1. How does written authorization differ from informed consent?

    Informed consent is specified by required elements that ensure that the subject understands the nature of the research and its risks and potential benefits and agrees to participate in research. A subject's written Authorization is for the use and disclosure of protected health information in the course of research that are not otherwise permitted under the Privacy Rule. An authorization specifies a a set of core elements, including a description of the protected health information to be used and disclosed, the person authorized to make the use or disclosure, the person to whom the covered entity may make the disclosure, an expiration date, and, in some cases, the purpose for which the information may be used or disclosed.

  2. I am doing research in Botswana, does HIPAA apply to research performed at international sites?

    Since the research is taking place in an international setting, HIPAA authorization is not required from study participants. However, HIPAA protections apply to the use and collection of PHI by agents of the University of Pennsylvania and the Children's Hospital of Philadelphia as part of this research. This means that as an investigator, you are obligated to treat the data to the same protections as if it were collected from subjects at CHOP.

  3. Can I review my own office records to plan for a new study without IRB approval?

    You can not use, view, or record PHI without doing one of the following three things:

    1. a Written Authorization; or
    2. IRB Waiver of Written Authorization; or
    3. submitting a certification to the IRB for Work preparatory to Research.

    The IRB will acknowledge the certification after it is submitted but does not approve the submission.

    If the review of records does not involve use of PHI then it can proceed without IRB approval or submission of a Work Preparatory to Research certification. For example, if a database administrator runs a report to count up the number of potential subjects with a specific medical condition between the ages of 1 and 5 years, that search would not involve use of PHI by the investigator. The report would simply provide a summary of the number of potential subjects. If PHI is viewed, recorded or used in any way, the investigator must submit a Work Preparatory to Research certification before doing the work.

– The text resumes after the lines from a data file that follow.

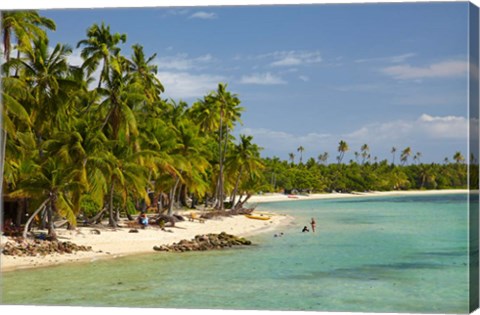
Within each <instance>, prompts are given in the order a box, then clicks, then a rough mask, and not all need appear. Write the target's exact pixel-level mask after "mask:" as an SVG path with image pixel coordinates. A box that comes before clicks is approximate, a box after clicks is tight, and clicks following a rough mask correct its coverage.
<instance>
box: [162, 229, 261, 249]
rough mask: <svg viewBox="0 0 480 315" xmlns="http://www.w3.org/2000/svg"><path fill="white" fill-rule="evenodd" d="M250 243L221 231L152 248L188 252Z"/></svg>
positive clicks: (221, 248)
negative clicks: (190, 251) (219, 231)
mask: <svg viewBox="0 0 480 315" xmlns="http://www.w3.org/2000/svg"><path fill="white" fill-rule="evenodd" d="M251 244H252V242H251V241H249V240H247V239H245V238H243V237H238V236H235V235H230V234H227V233H225V232H222V233H220V234H206V235H197V236H195V238H194V239H192V240H181V241H180V242H178V243H173V244H172V245H161V246H154V247H153V249H154V250H156V251H164V252H190V251H206V250H213V249H223V248H227V247H232V246H242V245H251Z"/></svg>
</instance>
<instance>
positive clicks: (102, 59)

  4. I am submitting a Work Preparatory to Research certification so that I can review my records to identify how many potential subjects are in my clinic. What information, if anything can I retain when I'm done?

    You must limit the data collected to the minimum necessary to meet the objectives of the Work Preparatory to Research (e.g., establish feasibility, plan the study, identify potentially eligible subjects, etc.). You may not collect study data but you may retain names and contact information to be used, after the study is approved by the IRB, for recruitment purposes.

  5. Do I need to submit the Work Preparatory to Research form as part of my IRB submission for my protocol?

    Work preparatory to research is submitted when the investigator is planning research or not sure if its feasible. There is no need for this form when an actual protocol will be submitted to the IRB.

  6. Do I need to obtain consent and HIPAA authorization to do study recruitment?

    It depends.

    If recruitment is limited to review of existing medical records as part of an IRB-approved protocol, then this is considered a component of health care operations and there is no need to request a waiver of consent or HIPAA for this activity. The subjects will have an opportunity, at the time they are approached to participate, to provide informed consent and HIPAA authorization. The investigator is obligated to protect the PHI of prospective subjects just as they are obligated to protect the PHI of every patient cared for at CHOP.

    If as part of recruitment, the investigator intends to ask prospective subjects questions to determine whether or not they are eligible for the study, these questions are are considered part of the research. Consent must be obtained before asking the questions and if personally identifiable health information is involved, HIPAA authorization must also be obtained. This activity requires IRB approval, consent and HIPAA Authorization.

  7. There are decedents whose records will be included amongst those in the study; do we need to file the Decedents HIPAA form?

    The Decedents form is only for research that will be exclusively limited to decedents. The form provides a means for the investigator to attest to their intent to adhere to the requirements of HIPAA related to the use of decedents PHI. The IRB receives the investigators certification and checks it for appropriateness; it does not issue an approval. The investigator will receive the IRB's acknowledgment of receipt.